Ikea’s corporate structure is insanely complicated. It is technically owned by a Dutch charitable nonprofit — a strategy that allows the group to pay 3.5% tax on annual profits of €553m. However, the charity itself appears to do almost no charitable giving. Most of the money disappears into generic line-items like “other operating charges” which it refuses to explain.
In 2004, the last year that the INGKA Holding group filed accounts, the company reported profits of €1.4 billion on sales of €12.8 billion, a margin of nearly 11 percent. Because INGKA Holding is owned by the nonprofit INGKA Foundation, none of this profit is taxed.

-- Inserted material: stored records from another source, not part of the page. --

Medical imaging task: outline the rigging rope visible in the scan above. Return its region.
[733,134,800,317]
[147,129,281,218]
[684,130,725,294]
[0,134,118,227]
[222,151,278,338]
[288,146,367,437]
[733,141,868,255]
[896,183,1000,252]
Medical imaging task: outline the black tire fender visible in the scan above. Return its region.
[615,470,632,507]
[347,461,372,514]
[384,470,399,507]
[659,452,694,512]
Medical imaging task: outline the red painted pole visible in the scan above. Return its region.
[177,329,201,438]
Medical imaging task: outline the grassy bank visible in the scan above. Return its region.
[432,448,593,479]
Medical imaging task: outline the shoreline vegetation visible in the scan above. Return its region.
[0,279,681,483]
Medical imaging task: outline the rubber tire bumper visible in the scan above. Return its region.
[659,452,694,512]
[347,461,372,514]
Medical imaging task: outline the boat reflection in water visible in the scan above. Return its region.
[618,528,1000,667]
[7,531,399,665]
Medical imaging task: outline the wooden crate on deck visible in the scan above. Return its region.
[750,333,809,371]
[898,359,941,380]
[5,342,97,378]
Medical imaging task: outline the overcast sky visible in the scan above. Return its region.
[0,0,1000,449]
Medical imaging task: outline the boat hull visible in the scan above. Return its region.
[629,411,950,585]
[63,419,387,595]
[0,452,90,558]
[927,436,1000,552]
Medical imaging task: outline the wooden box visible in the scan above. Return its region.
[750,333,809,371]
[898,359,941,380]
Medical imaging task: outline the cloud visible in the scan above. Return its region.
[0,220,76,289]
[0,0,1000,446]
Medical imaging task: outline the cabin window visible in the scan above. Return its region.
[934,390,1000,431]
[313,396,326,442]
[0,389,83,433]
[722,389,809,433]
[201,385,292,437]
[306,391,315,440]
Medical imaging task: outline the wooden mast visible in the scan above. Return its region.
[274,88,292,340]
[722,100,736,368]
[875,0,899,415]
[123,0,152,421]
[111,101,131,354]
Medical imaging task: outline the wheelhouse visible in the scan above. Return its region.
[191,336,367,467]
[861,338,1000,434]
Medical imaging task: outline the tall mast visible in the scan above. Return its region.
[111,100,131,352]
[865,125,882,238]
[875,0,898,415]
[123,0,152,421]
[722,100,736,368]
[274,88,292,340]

The foundation’s nonprofit status also means that the Kamprad family cannot reap these profits directly, but the Kamprads do collect a portion of IKEA sales profits through the franchising relationship between INGKA Holding and Inter IKEA Systems.
Inter IKEA Systems collected €631 million of franchise fees in 2004, but reported pre-tax profits of only €225 million in 2004. One of the major pre-tax expenses that Inter IKEA systems reported was €590 million of “other operating charges.” IKEA has refused to explain these charges, but Inter IKEA Systems appears to make large payments to I.I. Holding, another Luxembourg-registered group that, according to The Economist, “is almost certain to be controlled by the Kamprad family.” I.I. Holding made a profit of €328 million in 2004.
In 2004, the Inter IKEA group of companies and I.I. Holding reported combined profits of €553m and paid €19m in taxes, or approximately 3.5 percent.[22]
The Berne Declaration, a non-profit organization in Switzerland that promotes corporate responsibility, has formally criticized IKEA for its tax avoidance strategies. In 2007, the Berne Declaration nominated IKEA for one of its Public Eye “awards,” which highlight corporate irresponsibility and are announced during the World Economic Forum in Davos, Switzerland.[24]